The bulk of Mr. Stewarts comments in this article are of an economic nature. This is quite appropriate as a response to the (economically perceived ) “need” for Port Metro’s terminal 2 project. However, as an argument for desire for Terminal 2 it fails badly. Sadly Mr. Stewart, whose bias is one of port infrastructure, cannot speak to the major community argument against the project; how it affects the environment.
What Mr. Stewart calls the “most stringent process by an independent review panel” has been questioned at every turn by the community and a number of very well informed professionals. So far the public input meetings for this environmental review have been little more than a public relations exercise that Port Metro is legislated to undertake. Port Metro has steadfastly refused to deal with the larger picture of environmental concerns caused by all of its undertakings.

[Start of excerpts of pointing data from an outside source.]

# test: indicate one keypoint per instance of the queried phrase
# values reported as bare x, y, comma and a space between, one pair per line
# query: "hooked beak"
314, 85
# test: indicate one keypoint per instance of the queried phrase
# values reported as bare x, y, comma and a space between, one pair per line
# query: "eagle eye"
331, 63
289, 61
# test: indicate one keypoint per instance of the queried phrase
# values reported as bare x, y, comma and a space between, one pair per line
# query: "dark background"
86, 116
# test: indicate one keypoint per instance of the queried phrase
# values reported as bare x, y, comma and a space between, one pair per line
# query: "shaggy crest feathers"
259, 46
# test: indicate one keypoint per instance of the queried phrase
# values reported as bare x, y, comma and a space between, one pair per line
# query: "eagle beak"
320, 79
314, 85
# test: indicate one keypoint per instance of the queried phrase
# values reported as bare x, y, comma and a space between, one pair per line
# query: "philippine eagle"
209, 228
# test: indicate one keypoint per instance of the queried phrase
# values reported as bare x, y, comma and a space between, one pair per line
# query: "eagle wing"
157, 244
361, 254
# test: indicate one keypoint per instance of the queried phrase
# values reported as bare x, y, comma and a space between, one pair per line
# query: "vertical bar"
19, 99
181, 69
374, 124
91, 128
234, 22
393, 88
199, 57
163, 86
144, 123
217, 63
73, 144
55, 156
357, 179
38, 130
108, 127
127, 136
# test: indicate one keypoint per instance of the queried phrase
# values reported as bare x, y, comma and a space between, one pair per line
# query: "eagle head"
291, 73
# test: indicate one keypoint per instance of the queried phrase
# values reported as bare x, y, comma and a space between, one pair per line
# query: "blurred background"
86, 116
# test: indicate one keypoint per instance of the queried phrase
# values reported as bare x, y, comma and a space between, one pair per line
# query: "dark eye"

Delta will be affected by larger ships going further up the Fraser when the bridge is built. This will require dredging the channel further eroding the delta’s natural habitat. These ships will bring more truck traffic on top of the increase from Terminal 2 causing more pollution. These ships have not been required to use shore power. American ports are far ahead of Port Metro in this. Not only does diesel power cause more pollution, it means older, poorly outfitted ships that can’t be used in ports like Los Angeles will be docking here. As a result, we have more pollution. Lastly, more Industrial land will be required off the South Fraser Perimeter road. Farmland prices are already under pressure due to the speculative purchasing of land for future Industrial use. Where and when will this stop? I haven’t even broached the issues of shipping LNG gas from Tilbury or the increase of soft coal export from the Fraser Surrey Docks.
What Mr. Stewart hasn’t touched on is that Port Metro, as a Federal Crown Corporation has a very large investor; the Canadian public. Port Metro has a vision; “inspiring support from our customers and from communities locally and across the nation” and a mission statement: “To lead the growth of Canada’s Pacific Gateway in a manner that enhances the well-being of Canadians and inspires national pride”.
If the community were polled about Port Metro’s various undertakings on the Fraser the response would be very interesting. I very much doubt that “inspiring support and…national pride” or “enhancing the well-being of Canadians” would ring true for anyone in Delta.
Should Port Metro really want to live up to its mission statement or achieve its vision it will need to prove that the community feels the “need for T2”, not just investors.